What Moses had done did happen again! Or, maybe better to say, what Moses had done was a picture, a foreshadowing, an image of the even greater work God was going to do later. The Exodus was great, but this exodus, led by Jesus, was even greater.
If that’s what Nicodemus saw, Nicodemus had indeed been born again. But he hadn’t done it. Jesus had done it.
And Jesus has done it for you. You who have been born of water and the Spirit in Holy Baptism. Jesus has planted His Word and Spirit into you to give you the eyes of faith to see. To see Jesus on the cross for you. To see your salvation. To see that it is not you who do the kingdom of God - the kingdom of God comes to you. It is not your work but His work. It is not your activity but His activity. You are passive. You are born. And then you live. You live the life you have been given. Life as a child of God.
But what if we don’t? What if we don’t live that life very well? What if we sin?

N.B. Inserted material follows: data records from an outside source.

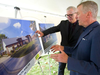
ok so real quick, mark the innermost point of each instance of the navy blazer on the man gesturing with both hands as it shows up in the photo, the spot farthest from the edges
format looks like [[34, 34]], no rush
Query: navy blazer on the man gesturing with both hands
[[85, 58]]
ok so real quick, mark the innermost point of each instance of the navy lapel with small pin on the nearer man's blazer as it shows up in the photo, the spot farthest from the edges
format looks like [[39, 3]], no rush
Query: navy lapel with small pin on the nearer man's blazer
[[86, 32]]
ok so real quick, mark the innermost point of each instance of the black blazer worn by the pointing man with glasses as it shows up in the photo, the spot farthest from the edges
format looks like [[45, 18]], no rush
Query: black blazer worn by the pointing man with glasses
[[63, 28]]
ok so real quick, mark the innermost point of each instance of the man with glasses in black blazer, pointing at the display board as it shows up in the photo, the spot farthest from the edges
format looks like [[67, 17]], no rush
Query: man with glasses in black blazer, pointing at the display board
[[70, 32]]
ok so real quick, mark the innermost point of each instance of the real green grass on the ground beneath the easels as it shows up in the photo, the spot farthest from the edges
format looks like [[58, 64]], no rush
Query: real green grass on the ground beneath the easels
[[44, 62]]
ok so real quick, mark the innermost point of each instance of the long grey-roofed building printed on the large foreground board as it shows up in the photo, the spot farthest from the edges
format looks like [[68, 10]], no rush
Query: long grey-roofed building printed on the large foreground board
[[11, 44]]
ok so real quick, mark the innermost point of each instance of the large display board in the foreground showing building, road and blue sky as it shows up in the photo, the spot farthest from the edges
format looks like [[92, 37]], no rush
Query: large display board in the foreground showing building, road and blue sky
[[19, 44]]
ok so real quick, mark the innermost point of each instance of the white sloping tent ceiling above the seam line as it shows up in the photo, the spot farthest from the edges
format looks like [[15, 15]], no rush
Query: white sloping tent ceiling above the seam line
[[57, 7]]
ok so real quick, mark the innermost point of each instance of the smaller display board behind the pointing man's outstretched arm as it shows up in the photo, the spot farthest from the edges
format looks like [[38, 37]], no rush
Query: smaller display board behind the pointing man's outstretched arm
[[49, 39]]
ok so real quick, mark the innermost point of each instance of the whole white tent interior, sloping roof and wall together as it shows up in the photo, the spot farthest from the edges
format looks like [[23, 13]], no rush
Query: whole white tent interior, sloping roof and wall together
[[51, 6]]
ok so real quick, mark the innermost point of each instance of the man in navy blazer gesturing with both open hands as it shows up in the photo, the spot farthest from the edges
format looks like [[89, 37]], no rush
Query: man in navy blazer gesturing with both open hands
[[85, 58]]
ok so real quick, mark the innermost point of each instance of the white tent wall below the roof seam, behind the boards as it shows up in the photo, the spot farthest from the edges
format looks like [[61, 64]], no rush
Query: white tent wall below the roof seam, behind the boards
[[32, 15]]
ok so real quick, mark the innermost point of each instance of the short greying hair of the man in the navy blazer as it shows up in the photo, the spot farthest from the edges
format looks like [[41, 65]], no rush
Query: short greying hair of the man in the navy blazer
[[89, 6]]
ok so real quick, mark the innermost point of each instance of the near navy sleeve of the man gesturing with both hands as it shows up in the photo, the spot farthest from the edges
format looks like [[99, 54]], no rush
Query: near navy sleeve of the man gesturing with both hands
[[91, 67]]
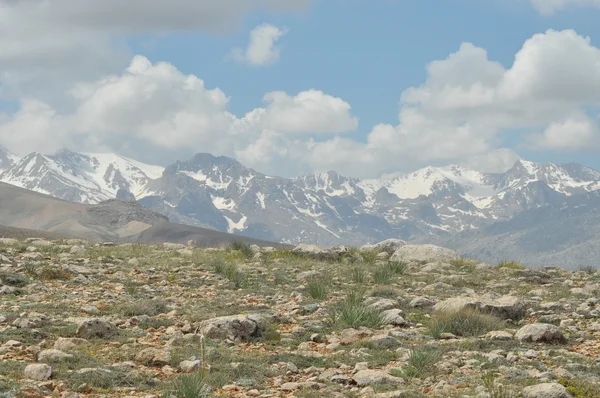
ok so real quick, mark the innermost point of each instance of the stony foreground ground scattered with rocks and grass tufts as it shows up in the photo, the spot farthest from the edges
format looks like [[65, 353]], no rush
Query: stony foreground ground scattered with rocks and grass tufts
[[386, 320]]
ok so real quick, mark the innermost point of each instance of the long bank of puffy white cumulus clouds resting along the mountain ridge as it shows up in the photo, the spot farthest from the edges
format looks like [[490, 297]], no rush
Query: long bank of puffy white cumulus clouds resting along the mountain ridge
[[462, 113]]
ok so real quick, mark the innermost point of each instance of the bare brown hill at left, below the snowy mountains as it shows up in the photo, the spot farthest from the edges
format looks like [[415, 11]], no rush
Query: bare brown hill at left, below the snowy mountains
[[110, 220]]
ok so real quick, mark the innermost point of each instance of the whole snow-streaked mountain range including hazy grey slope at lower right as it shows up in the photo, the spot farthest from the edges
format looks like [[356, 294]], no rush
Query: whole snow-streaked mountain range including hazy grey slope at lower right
[[538, 214]]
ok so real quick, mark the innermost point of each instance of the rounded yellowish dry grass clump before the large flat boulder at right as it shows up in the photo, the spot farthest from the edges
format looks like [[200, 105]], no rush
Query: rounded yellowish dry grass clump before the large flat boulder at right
[[464, 323]]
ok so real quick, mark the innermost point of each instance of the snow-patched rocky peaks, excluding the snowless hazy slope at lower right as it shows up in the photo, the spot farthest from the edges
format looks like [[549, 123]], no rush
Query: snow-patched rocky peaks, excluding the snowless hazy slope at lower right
[[323, 208]]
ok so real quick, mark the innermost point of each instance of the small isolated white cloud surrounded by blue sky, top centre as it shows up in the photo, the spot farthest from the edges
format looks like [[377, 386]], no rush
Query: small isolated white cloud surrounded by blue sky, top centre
[[261, 50]]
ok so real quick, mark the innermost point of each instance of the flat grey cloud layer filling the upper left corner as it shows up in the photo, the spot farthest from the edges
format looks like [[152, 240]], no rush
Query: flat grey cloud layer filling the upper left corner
[[47, 43]]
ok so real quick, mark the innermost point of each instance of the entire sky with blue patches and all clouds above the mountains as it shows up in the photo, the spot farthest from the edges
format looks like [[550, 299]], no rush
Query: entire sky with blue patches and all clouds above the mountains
[[365, 88]]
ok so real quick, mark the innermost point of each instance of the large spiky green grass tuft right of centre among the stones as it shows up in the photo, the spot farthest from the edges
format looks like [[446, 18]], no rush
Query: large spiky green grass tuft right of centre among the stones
[[353, 312]]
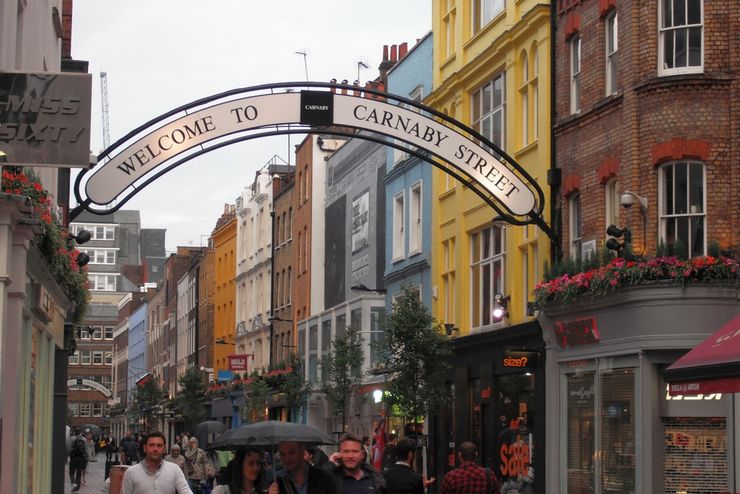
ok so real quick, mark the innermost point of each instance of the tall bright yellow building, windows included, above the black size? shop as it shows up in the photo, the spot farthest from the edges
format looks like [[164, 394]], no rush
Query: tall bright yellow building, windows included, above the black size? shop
[[491, 72]]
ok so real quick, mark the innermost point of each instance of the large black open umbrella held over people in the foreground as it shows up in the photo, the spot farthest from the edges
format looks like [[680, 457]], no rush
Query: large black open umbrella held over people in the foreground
[[270, 433]]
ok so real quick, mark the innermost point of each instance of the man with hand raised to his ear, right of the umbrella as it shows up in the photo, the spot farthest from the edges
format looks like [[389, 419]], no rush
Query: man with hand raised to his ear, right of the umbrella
[[351, 472]]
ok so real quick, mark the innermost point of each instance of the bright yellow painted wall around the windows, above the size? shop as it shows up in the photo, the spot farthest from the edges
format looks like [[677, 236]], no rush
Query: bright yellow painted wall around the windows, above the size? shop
[[465, 61]]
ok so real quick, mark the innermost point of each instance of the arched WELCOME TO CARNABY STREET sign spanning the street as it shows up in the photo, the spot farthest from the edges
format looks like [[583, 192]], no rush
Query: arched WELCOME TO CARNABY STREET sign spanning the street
[[287, 108]]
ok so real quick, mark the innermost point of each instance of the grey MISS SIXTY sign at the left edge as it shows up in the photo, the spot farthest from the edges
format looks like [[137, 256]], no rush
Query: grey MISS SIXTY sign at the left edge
[[45, 118]]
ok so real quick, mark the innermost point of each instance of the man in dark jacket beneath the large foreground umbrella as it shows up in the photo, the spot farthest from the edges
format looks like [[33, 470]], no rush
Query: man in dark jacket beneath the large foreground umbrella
[[300, 476]]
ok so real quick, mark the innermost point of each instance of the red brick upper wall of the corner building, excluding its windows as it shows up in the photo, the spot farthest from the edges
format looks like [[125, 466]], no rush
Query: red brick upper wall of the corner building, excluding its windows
[[652, 119]]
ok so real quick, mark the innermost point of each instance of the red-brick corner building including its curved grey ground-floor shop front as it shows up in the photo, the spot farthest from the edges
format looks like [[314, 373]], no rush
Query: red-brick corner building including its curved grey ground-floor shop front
[[646, 137]]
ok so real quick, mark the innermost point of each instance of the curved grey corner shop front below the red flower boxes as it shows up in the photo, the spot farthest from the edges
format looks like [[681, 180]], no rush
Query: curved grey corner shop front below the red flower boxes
[[612, 425]]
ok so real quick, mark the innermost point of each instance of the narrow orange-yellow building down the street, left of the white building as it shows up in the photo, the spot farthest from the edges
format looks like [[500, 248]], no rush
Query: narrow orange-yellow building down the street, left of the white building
[[224, 245]]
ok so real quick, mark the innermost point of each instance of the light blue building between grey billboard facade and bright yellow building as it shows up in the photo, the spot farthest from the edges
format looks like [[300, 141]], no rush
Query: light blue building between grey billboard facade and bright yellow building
[[408, 184]]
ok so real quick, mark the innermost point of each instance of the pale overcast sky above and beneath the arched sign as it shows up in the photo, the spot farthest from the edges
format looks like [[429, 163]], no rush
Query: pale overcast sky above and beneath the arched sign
[[162, 54]]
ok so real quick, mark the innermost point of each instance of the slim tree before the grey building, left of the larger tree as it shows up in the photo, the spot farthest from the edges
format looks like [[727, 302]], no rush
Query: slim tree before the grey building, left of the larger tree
[[342, 371]]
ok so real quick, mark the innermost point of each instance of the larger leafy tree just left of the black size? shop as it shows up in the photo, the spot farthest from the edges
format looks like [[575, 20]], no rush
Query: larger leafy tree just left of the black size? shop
[[416, 354]]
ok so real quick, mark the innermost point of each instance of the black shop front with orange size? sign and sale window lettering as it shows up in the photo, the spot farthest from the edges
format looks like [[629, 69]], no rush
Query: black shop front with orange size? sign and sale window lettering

Well you know what? Not if . . . You will mess that life up. You will sin. Maybe spectacularly. We heard of Abraham in the first two readings today, and how the kingdom of God came to him as grace, as a gift. Not through works but through God’s promise. Through Abraham being born again. And Abraham messed it up. He was afraid of the local kings and instead of trusting God and His promises, told Sarah to say she was his sister instead of his wife - and he did this not once, but twice! Later he got tired of waiting for God to fulfill His promise and decided to take matters into his own hands, and had a son with a maidservant instead of with his wife, Sarah.
So the kingdom of God coming to you and you being born again doesn’t mean the end of sinning - it means the beginning of your forgiveness. Of the forgiveness Jesus won for you on the cross given to you by faith alone. Not faith plus what you do, but by faith alone. That whoever believes in him should not perish but have eternal life.

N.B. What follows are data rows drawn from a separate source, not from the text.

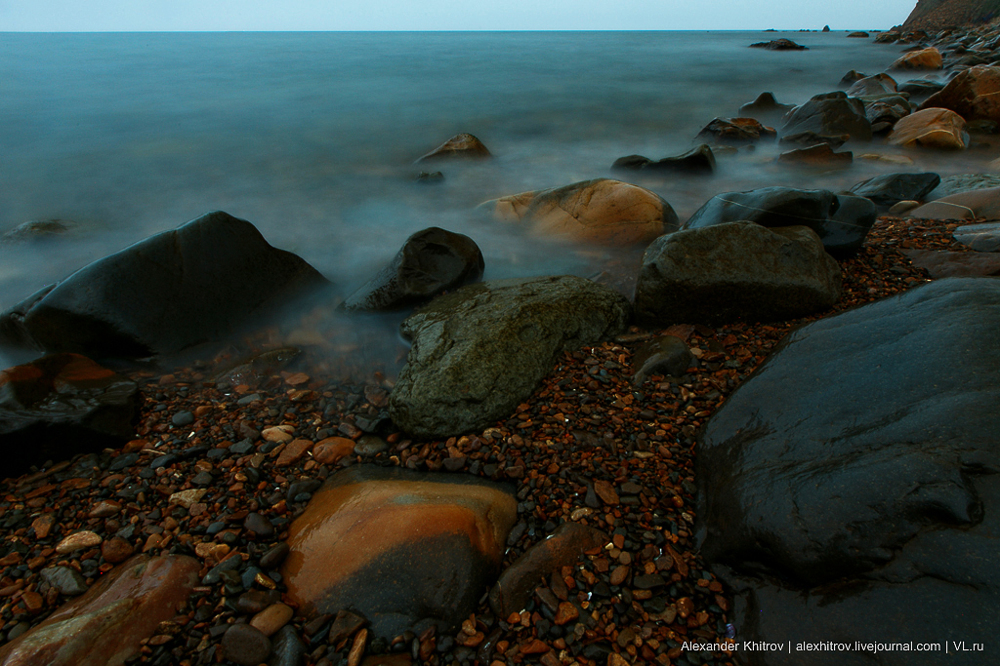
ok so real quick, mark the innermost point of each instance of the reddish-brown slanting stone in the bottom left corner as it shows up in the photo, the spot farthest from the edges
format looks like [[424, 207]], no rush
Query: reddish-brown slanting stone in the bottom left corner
[[104, 626]]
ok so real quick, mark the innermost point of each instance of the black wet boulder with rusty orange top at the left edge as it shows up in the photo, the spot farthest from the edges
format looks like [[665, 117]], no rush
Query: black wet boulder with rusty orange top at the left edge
[[62, 405]]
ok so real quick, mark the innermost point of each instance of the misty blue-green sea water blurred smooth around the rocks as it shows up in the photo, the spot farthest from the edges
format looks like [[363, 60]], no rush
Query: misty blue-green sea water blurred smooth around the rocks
[[312, 136]]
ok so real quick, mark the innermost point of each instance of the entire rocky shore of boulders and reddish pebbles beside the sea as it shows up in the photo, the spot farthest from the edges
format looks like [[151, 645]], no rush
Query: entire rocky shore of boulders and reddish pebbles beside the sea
[[603, 479]]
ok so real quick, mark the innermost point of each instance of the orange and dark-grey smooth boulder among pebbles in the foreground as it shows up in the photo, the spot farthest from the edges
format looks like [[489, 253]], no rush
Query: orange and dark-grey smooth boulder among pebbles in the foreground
[[407, 550]]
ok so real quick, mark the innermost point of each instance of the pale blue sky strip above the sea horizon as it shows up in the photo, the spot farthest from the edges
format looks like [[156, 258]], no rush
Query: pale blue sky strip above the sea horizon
[[184, 15]]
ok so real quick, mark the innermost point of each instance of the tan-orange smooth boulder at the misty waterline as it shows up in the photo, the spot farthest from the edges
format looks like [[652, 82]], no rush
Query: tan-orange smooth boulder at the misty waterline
[[602, 210]]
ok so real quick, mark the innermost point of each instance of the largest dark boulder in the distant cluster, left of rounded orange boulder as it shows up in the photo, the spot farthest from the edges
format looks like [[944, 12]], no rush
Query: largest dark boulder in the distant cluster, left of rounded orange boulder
[[830, 117]]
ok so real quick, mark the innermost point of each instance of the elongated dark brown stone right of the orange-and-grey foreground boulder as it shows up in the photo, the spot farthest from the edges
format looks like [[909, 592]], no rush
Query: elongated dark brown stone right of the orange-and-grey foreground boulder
[[516, 584]]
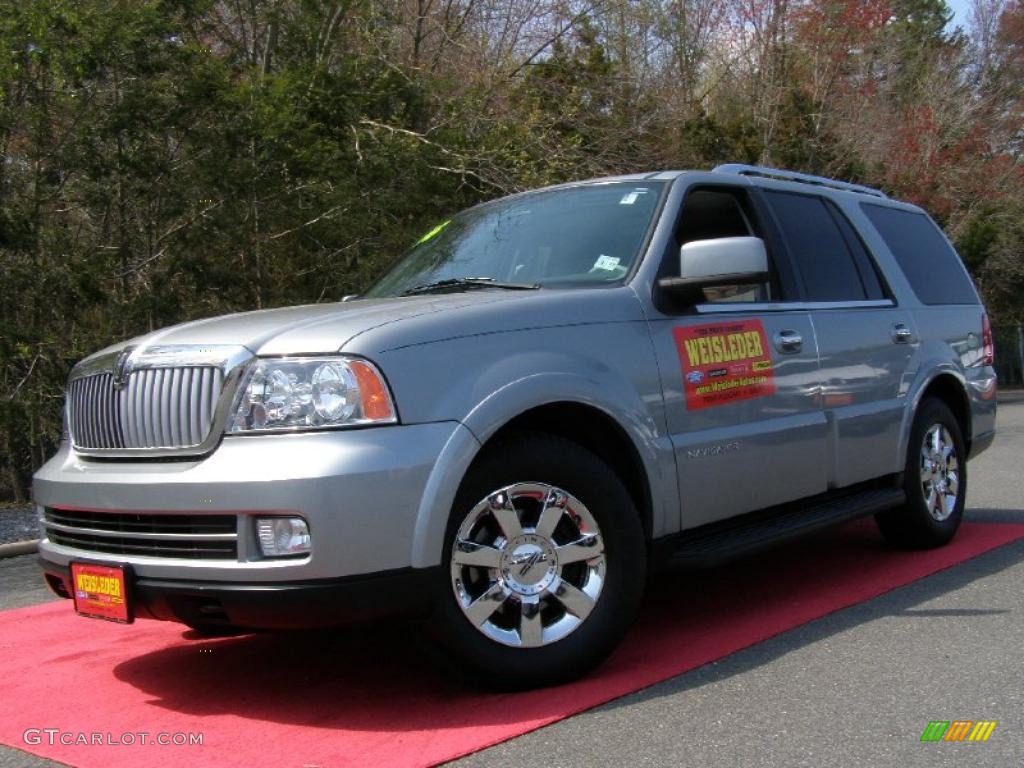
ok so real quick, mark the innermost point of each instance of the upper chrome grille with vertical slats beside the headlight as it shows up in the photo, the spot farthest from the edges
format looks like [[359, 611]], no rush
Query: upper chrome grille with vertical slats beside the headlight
[[158, 408]]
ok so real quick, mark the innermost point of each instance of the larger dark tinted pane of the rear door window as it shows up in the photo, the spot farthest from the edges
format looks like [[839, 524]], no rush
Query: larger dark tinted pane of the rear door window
[[822, 253]]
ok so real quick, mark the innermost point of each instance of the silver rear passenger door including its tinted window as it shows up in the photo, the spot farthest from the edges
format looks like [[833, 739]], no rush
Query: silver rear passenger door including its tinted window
[[866, 342]]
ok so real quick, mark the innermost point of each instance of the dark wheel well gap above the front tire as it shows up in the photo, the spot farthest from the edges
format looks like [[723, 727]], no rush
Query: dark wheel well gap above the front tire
[[600, 434]]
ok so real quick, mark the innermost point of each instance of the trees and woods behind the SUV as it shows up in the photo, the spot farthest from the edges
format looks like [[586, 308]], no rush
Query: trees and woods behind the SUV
[[169, 160]]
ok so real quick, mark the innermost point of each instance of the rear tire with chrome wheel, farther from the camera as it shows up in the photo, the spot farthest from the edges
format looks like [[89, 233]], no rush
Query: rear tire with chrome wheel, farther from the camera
[[934, 481]]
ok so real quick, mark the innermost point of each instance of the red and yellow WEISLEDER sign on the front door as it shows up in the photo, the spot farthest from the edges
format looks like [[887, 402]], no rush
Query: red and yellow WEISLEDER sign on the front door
[[724, 363]]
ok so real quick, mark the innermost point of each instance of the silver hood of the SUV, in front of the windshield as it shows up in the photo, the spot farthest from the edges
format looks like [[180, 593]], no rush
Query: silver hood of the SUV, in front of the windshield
[[313, 329]]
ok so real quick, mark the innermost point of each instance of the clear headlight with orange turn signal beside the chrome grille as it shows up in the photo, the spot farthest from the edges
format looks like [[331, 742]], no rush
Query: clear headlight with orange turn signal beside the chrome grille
[[312, 394]]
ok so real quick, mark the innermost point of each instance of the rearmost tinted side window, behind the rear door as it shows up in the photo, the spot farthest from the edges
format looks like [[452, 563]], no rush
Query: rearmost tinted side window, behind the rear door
[[930, 265]]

I like to think that’s what happened to Nicodemus, though we’re not told definitively. And I think it interesting that just as Nicodemus had come to Jesus that first time at night, so when he saw the Son of Man lifted up on the cross, it was dark then, too. Not because it was night time, but because, we are told, the sun had stopped shining. But there, in that darkness (I like to think), Nicodemus saw the light he had been looking for all along.
And I don’t think Nicodemus stopped doing what he had been doing before - his tithing and Sabbath observance and good works. He just did them in a new way, with a new freedom. Not to earn the kingdom of God, as an outsider trying to get in - but as a citizen of the kingdom; a son of God - an insider now able to bless others.
So you too. You citizens of the kingdom, born again into the kingdom by water and the Spirit, sons and daughters of God, you now live a new life with a new freedom, seeing and thinking in a new way. For the Son of Man was lifted up on the cross for you. To cure you of the poison of your sin with His forgiveness, and to feed you with the fruit from His tree - His very body and blood. That as a newborn child is fed by its mother, so you, too, be fed by the one who has given you new birth - your God and Saviour. That you look to Him for your life and for all that you need.
For the Son of Man was lifted up to throw the serpent down. Jesus was lifted up to lift you up. To lift you up from death to life. From relying on what you do (which leads only to death) to relying on what He did (which leads to life). That you be born again.
That’s what Nicodemus learned. The best news of all. That when it comes to the kingdom of God . . . it’s all grace. All gift. All Jesus.
In the Name of the Father, and of the (+) Son, and of the Holy Spirit. Amen.